Teatro musical se abate com mudanças na Lei de Incentivo

por
Victória Marques
|
07/11/2019 - 12h

Com a abrupta redução de 98% do teto de captação da Lei Rouanet, o atual governo praticamente inviabiliza a montagem de títulos internacionais renomados e preocupa os profissionais e admiradores de teatro musical no país. Diante da ameaça iminente, produtores solicitaram à Fundação Getúlio Vargas (FGV) um estudo completo da movimentação financeira gerada pelos espetáculos na cidade de São Paulo, onde há a maior quantidade de peças do circuito.

Calculando os valores que as produções e os espectadores de teatro musical fizeram circular na cidade no ano passado, a conta passa de R$ 1 bilhão, segundo o estudo da FGV. Ou seja, uma indústria extremamente lucrativa para a cidade.

Muito além do que se vê em cena, as grandes montagens envolvem um espectro abrangente de profissionais que extrapolam as atividades artísticas propriamente ditas. Do setor administrativo, que envolve a parte jurídica e contábil, até as camareiras do teatro, quase 13 mil postos de trabalho foram gerados do início ao final de 2018 na capital paulista em decorrência dos espetáculos, o que corresponde a R$ 196 milhões em movimentação financeira.

Fora isso, o gênero também alimenta o turismo da cidade, pois cerca de 38% do público vem de outros estados. A soma de gastos com alimentação, hospedagem, lazer e transporte chega a R$ 813 milhões, o que significa que 80% da movimentação econômica é gerada justamente por despesas extras dos espectadores. Indo mais a fundo nesse ponto, o Estado, por possuir um sistema tributário em que quase metade do que é coletado vem dos impostos sobre bens e serviços, é beneficiado pela indústria. O estudo da FGV aponta que, para cada R$ 1 investido, o retorno em tributos é de R$ 1,92, quase o dobro.

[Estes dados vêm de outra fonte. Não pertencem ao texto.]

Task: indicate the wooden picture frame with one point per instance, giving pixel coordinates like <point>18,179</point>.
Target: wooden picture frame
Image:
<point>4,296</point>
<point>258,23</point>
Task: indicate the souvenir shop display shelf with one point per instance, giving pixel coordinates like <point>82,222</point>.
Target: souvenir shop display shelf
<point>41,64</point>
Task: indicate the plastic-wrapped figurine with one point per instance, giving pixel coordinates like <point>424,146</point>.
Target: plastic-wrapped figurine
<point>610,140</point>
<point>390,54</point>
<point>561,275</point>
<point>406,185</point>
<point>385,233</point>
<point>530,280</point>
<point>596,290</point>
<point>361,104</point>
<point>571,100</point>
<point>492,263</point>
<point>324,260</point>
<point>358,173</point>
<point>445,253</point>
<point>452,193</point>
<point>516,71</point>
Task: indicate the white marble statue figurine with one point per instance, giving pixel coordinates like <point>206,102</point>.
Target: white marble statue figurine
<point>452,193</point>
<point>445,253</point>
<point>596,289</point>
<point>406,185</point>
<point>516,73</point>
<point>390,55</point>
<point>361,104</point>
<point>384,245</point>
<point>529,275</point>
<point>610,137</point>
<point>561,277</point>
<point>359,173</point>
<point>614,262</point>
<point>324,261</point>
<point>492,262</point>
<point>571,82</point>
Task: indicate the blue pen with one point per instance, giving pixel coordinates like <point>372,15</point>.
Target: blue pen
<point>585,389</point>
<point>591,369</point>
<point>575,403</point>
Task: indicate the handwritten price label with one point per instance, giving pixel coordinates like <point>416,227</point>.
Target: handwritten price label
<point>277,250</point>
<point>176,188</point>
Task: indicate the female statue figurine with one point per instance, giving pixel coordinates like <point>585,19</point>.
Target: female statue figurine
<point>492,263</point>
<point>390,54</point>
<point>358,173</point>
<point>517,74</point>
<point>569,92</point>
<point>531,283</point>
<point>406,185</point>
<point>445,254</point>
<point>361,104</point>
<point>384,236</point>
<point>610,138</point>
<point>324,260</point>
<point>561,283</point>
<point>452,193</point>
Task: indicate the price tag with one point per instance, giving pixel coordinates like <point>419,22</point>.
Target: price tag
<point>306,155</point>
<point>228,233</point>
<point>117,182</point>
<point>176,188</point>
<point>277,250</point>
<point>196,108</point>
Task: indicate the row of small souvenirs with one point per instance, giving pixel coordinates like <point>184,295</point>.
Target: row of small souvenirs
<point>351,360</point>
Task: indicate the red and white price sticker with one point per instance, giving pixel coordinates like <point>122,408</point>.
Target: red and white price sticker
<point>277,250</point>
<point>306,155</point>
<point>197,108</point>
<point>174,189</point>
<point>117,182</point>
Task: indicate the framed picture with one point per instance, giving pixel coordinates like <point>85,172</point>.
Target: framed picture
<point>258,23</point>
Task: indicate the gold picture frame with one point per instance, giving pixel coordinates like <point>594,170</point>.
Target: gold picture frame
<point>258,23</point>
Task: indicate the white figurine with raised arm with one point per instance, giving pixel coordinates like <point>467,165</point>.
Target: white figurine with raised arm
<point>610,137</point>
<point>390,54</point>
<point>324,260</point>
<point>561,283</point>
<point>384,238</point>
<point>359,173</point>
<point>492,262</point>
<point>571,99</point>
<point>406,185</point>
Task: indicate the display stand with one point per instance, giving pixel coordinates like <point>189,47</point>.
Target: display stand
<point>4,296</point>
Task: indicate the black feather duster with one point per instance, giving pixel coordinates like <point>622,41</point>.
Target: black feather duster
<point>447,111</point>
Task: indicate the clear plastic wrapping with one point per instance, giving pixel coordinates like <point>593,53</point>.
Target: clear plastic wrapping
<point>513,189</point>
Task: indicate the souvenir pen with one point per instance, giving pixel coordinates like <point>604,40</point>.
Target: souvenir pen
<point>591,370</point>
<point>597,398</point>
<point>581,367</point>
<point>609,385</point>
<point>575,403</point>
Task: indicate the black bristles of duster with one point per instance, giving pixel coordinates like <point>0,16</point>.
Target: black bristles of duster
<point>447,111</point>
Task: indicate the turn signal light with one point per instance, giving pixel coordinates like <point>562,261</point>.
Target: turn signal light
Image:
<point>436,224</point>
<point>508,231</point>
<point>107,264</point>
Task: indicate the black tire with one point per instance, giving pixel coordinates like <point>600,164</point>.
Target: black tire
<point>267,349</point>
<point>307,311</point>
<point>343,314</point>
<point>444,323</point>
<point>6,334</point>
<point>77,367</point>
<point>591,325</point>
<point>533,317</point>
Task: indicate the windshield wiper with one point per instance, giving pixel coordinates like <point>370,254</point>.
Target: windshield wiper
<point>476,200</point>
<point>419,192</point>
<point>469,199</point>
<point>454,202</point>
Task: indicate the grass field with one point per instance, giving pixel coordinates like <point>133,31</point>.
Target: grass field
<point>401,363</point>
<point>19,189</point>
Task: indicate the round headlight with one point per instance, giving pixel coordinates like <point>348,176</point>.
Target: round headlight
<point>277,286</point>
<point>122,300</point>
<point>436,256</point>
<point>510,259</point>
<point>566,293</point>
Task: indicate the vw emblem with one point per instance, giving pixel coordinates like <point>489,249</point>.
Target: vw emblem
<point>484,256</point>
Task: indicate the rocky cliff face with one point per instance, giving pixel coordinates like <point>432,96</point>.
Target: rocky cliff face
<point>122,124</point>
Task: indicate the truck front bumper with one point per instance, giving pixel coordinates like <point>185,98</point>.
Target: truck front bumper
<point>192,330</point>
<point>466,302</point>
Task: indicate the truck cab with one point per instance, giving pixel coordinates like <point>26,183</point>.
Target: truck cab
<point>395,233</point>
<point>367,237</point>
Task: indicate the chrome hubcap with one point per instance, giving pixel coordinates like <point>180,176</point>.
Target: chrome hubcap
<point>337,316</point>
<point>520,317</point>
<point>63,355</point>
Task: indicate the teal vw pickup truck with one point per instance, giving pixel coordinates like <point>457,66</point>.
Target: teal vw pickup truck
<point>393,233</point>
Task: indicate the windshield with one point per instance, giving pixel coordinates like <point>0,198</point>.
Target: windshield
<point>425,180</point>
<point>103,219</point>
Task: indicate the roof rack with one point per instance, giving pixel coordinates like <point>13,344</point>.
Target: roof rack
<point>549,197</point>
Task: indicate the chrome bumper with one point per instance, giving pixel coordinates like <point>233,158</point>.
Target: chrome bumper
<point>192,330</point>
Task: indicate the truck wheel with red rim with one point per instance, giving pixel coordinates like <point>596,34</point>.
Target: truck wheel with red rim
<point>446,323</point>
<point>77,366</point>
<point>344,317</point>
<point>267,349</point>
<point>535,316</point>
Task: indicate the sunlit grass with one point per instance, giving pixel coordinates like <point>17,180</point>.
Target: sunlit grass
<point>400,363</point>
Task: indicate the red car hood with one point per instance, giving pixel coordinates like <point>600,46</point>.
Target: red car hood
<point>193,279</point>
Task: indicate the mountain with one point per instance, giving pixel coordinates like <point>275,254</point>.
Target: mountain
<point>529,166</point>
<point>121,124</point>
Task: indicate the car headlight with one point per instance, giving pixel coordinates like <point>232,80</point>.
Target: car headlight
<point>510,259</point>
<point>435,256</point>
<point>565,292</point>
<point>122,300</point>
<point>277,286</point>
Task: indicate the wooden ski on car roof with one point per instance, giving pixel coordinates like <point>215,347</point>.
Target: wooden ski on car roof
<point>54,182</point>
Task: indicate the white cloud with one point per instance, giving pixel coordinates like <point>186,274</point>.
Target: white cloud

Essa movimentação financeira é o retorno de um investimento também grandioso que há por trás de cada montagem. A Lei Federal de Incentivo à Cultura, inclusive, existe por causa disso. Os títulos que mais atraem público são geralmente os mais custosos. Lucas Melo, que é produtor, explica: "O custo se eleva muito por conta dos direitos autorais, até porque se paga em dólar, e também pela dimensão do espetáculo". Para trazer um musical nos  moldes de "Wicked", por exemplo, existe um contrato que exige cenários e figurinos fiéis aos da Broadway, para que o espetáculo não seja descaracterizado.

A primeira adaptação da Broadway realizada no Brasil foi “My Fair Lady”, na década de 1960, mas o gênero só se estabeleceu de fato quando a empresa Time for Fun (T4F) comprou os direitos de "Os Miseráveis". Em cartaz durante o ano de 2001, o público alcançado na época foi de 300 mil pessoas. No ano seguinte, com a montagem de "A Bela e a Fera", o número de espectadores dobrou e o mercado dos musicais passou por um processo de consolidação que já dura mais de 15 anos. Os profissionais e as empresas produtoras se especializaram e se multiplicaram durante esse período.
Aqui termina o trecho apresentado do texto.